Se acontecia desabafar com a mãe, Ana não encontrava compreensão. “O que ouvia era ‘Aguenta pelos filhos…’.” Quando tomou a decisão de se divorciar (“Ia a caminho dos 50 anos, o tempo estava a passar e percebi que não estava a fazer nada com a minha vida a não ser aguentar um homem que era doido”), estava longe de adivinhar o inferno que se seguiria. Ele impôs como condição para o divórcio ficar com o direito a residir provisoriamente na casa. Alegando embora que a casa tinha sido construída num terreno que era seu, e parcialmente com dinheiro que vinha da sua mãe, Ana aceitou, na esperança de que fosse vendida rapidamente.

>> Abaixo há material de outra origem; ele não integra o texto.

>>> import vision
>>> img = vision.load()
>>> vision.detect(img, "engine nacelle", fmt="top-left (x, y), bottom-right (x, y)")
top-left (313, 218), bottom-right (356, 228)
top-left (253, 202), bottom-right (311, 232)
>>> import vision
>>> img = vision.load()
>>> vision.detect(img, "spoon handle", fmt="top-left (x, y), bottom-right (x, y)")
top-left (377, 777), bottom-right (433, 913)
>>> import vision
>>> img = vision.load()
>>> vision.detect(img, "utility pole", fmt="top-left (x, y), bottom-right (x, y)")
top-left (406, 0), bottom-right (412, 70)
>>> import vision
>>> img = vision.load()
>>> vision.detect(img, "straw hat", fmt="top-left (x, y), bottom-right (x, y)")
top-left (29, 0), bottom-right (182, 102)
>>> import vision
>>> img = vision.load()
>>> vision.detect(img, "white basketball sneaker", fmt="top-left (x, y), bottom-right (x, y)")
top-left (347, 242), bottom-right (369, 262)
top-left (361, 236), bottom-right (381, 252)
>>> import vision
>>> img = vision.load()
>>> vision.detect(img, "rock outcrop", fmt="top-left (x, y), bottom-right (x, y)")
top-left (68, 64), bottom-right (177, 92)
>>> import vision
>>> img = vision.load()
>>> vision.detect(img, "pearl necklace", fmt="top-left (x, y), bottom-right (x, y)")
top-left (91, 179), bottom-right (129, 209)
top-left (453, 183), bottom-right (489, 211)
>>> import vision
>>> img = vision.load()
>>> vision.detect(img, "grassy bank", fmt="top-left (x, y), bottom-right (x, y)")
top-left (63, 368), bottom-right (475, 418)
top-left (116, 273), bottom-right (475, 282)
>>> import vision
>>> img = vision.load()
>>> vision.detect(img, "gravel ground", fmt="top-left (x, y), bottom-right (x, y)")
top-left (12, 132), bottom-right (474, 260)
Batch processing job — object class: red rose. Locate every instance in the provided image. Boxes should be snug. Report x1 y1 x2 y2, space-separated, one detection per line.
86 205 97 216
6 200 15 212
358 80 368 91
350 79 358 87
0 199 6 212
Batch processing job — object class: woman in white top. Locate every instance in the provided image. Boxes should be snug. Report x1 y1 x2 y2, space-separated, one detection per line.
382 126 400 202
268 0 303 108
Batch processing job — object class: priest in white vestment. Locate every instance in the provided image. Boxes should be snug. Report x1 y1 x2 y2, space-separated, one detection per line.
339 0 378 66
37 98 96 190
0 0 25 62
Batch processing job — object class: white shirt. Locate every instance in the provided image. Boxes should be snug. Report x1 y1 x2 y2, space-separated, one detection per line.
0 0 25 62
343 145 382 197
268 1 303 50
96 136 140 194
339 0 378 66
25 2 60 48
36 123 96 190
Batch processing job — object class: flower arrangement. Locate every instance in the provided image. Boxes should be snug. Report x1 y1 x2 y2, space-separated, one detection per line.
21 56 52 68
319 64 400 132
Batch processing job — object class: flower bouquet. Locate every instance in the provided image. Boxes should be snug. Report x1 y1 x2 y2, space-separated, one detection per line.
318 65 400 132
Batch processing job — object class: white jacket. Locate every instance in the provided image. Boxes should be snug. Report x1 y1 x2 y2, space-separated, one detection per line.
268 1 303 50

Porém, três anos depois, já com o divórcio consumadíssimo, continuavam os dois debaixo do mesmo tecto: ele numa parte da casa, ela com os dois filhos, um dos quais ainda menor, na outra. “Sempre que aparecia alguém interessado em comprar, ele recusava-se a assinar. E as pessoas podem pensar que é fácil sair, mas aquela casa foi construída no local onde nasci. A minha mãe mora ali perto, as minhas avós também. A minha vida estava toda ali. E depois há a vergonha, a auto-estima vai-se, a situação arrasta-se: num ano era porque havia um baptizado, no outro era porque o filho ia entrar na universidade. Até que um dia foram os meus filhos que me disseram: ‘Mãe, tu estás a aguentar isto por nossa causa, mas não precisas.

Temos de sair daqui.'”

Foi pouco antes desse dia 13 de Outubro de 2018, o dia da agressão física.

Dessa vez, com o divórcio finalmente na praça pública (“eu, que aguentei o casamento por vergonha, acabei por sair de casa escoltada pela GNR com toda a gente a ver”), Ana não retirou a queixa como fizera anos antes, quando fora fisicamente agredida. Não contava era com o caos que se seguiria. O processo-crime arrasta-se, as responsabilidades parentais entretanto foram-lhe atribuídas, com a condição de o agressor pagar uma pensão de cem euros pelo filho menor, mas a Comissão de Protecção de Crianças e Jovens, segundo diz, nem sequer sabia que estava perante uma vítima de violência doméstica. “Como queriam ouvir o meu filho mais novo e não conseguiam que o pai lhes atendesse o telefone, chegaram a sugerir-me que eu falasse com ele para que autorizasse. Perguntei-lhes: ‘Mas acham que eu tenho condições de diálogo!?’

E a assistente, que se preparava para arquivar o processo com o argumento de que o meu filho ia fazer 18 anos, só aí é que percebeu que havia uma queixa no Ministério Público por violência doméstica.”

Enquanto não houver um desfecho para esta queixa, Ana não se atreve a avançar com o outro processo relativo à casa e aos bens que eram comuns. “A pressão é muita e as despesas também. Como ganho acima de 750 euros, não tenho direito a apoio judiciário.” Enquanto isso, espera conseguir gerir o medo.

E a indignação perante o julgamento de que se sente também vítima. “Há muito preconceito, até nos tribunais: as pessoas pensam que a mulher deve aguentar, que se ele a persegue é porque ela lhe deu motivo. É sempre a mulher que é julgada. O homem pode fazer tudo, a mulher não pode olhar para o lado.

Eu não tenho de andar mal vestida ou mal arranjada nem tenho de andar com cara de vítima para que acreditem em mim. No entanto, as pessoas exigem-nos isso.”